Gorontalo (ANTARA) - Direktorat Lalu Lintas (Ditlantas) Polda Gorontalo mencatat produksi Surat Izin Mengemudi (SIM) di Provinsi Gorontalo mengalami peningkatan sejak pelaksanaan Operasi Zebra Otanaha 2025.
Direktur Ditlantas Polda Gorontalo Kombes Pol. Lukman Cahyono di Gorontalo, Jumat mengatakan berdasarkan catatan selama dua pekan pelaksanaan Operasi Zebra Otanaha 2025, warga yang mengurus maupun memperpanjang masa berlaku SIM meningkat sebanyak 25 persen.
"Pada bulan Oktober 2025, jumlahnya masih sekitar 4.000, namun pada bulan November 2025, khususnya selama dua pekan pelaksanaan Operasi Zebra, meningkat menjadi 5.000 orang," ucap Kombes Pol. Lukman.

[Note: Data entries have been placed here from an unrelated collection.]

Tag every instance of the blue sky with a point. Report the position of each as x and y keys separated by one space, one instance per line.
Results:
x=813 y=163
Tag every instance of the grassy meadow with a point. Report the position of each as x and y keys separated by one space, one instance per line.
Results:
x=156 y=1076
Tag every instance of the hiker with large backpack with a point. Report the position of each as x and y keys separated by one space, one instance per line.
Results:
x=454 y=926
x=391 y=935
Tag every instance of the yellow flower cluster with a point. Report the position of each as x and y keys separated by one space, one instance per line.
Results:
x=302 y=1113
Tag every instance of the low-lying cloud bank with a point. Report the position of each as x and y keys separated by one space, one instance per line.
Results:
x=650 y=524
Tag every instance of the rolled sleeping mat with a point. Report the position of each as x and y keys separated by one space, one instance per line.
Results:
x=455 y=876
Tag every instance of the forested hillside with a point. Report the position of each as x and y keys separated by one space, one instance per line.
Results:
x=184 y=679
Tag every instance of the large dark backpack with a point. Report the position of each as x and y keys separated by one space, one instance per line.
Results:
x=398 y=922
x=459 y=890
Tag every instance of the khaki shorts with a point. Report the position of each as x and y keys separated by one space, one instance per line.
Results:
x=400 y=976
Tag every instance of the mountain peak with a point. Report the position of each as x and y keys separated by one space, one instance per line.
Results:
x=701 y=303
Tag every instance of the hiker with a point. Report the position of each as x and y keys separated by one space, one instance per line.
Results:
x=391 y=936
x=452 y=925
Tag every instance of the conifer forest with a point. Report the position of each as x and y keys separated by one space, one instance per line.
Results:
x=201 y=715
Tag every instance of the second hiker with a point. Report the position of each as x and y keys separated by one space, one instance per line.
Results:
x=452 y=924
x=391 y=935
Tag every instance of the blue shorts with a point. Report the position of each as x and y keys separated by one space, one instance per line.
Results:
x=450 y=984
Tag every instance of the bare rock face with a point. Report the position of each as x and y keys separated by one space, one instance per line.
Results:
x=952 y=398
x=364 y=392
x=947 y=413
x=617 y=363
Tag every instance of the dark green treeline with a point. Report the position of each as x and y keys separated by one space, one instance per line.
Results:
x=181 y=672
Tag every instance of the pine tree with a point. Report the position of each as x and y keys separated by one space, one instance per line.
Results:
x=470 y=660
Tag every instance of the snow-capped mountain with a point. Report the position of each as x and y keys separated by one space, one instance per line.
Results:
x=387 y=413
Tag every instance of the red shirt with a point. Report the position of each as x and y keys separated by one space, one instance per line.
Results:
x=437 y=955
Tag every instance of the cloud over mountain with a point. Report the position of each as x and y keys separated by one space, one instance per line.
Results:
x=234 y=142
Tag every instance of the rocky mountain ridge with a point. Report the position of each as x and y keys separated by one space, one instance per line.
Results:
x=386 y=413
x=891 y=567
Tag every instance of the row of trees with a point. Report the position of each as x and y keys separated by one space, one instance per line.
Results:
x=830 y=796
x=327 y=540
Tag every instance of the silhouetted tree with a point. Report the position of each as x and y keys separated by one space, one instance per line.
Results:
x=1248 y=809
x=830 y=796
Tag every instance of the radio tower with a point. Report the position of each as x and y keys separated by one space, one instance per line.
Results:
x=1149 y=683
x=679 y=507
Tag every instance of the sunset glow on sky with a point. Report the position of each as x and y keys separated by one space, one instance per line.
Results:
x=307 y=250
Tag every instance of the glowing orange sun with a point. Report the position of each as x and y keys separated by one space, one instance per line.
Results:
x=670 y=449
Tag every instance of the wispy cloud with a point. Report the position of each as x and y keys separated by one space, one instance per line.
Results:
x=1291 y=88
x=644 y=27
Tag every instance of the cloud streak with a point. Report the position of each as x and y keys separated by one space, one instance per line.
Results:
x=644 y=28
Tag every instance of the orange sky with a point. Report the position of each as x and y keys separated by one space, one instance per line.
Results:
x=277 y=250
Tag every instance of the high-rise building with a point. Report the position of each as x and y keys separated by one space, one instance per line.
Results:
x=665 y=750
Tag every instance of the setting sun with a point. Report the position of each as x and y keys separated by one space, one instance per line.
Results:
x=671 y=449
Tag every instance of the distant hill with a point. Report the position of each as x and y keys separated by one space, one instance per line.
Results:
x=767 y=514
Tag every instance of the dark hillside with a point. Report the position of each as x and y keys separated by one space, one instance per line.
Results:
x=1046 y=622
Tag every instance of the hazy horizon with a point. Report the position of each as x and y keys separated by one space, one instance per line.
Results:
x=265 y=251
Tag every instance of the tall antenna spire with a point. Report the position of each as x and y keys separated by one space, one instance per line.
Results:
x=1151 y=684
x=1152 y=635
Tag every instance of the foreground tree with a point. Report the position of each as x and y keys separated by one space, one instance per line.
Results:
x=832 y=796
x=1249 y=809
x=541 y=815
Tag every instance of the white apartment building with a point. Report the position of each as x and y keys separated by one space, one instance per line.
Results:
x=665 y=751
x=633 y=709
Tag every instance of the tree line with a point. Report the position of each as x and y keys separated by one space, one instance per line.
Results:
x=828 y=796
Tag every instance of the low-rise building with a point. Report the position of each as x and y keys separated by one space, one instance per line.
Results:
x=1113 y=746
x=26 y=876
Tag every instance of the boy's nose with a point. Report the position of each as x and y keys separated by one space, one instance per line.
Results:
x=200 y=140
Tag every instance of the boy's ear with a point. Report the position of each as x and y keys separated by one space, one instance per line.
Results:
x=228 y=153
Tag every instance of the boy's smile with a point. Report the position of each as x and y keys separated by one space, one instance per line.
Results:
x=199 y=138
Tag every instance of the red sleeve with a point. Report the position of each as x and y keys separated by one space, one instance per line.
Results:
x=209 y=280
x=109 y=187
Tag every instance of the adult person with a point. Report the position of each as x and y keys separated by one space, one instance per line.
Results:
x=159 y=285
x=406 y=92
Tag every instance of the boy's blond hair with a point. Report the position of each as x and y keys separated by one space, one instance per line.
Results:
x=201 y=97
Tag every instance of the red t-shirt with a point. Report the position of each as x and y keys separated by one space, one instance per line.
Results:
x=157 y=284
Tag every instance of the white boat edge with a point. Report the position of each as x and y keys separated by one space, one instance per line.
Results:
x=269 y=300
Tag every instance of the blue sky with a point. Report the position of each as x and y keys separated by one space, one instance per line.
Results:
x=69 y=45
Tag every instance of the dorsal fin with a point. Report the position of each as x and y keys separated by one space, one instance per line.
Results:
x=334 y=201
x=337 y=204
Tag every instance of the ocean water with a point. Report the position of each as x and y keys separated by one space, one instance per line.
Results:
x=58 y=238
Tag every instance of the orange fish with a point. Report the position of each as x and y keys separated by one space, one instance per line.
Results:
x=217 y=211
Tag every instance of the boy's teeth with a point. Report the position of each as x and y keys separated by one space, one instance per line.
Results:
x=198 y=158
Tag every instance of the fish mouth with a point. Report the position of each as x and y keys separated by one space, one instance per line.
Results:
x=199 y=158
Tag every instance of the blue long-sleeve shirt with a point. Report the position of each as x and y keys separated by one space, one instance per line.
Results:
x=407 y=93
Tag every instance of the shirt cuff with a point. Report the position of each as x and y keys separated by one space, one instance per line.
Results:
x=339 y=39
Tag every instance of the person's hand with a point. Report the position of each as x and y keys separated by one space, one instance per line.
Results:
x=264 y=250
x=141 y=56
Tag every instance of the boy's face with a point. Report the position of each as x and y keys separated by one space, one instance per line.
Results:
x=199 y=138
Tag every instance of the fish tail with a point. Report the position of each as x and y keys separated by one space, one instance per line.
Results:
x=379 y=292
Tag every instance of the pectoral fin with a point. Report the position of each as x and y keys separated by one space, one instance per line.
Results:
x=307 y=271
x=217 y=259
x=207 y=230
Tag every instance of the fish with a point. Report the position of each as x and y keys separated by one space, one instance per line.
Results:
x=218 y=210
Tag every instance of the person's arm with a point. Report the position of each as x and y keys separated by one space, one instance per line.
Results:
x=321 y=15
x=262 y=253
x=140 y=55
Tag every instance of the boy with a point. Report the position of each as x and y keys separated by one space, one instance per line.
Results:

Peningkatan jumlah pengurusan SIM itu kata dia, dinilai menjadi indikator bahwa masyarakat khususnya pengendara kendaraan di Gorontalo mulai sadar akan kewajiban nya jika ingin berkendara di jalan raya.
Berdasarkan catatan yang ada, sebagian besar orang yang melakukan pengurusan baru maupun perpanjangan masa berlaku SIM, didominasi oleh kalangan pelajar dan mahasiswa, kemudian disusul oleh karyawan swasta dan Aparatur Sipil Negara (ASN).
Sementara itu berkaitan dengan pelaksanaan Operasi Zebra Otanaha 2025, Ditlantas Polda Gorontalo mencatat penindakan pelanggar lalu lintas lebih banyak di wilayah hukum Satlantas Polresta Gorontalo Kota dengan jumlah 135 pelanggar, serta teguran sebanyak 209.
Disamping itu ada juga wilayah hukum Polres Bone Bolango yang lebih banyak melakukan teguran dibanding penindakan menggunakan tilang.
Hal itu tentu berbanding lurus dengan keaktifan anggota Polantas di lapangan, dimana jika anggota lebih banyak melakukan operasi kepolisian, maka dipastikan akan lebih banyak menemukan pelanggaran lalu lintas.
Dalam pelaksanaan Operasi Zebra Otanaha 2025, ia juga telah menekankan kepada anggota untuk melaksanakan operasi dengan sikap yang humanis serta mengedepankan teguran dibanding penindakan, apabila pelanggaran yang ditemukan masih dalam kategori ringan.
"Harapan kami, masyarakat lebih sadar dan malu untuk melanggar. Jadi dasarnya bukan takut kepada petugas, tetapi menyadari bahwa jika kewajiban akan memberikan manfaat untuk keselamatan bersama," imbuhnya.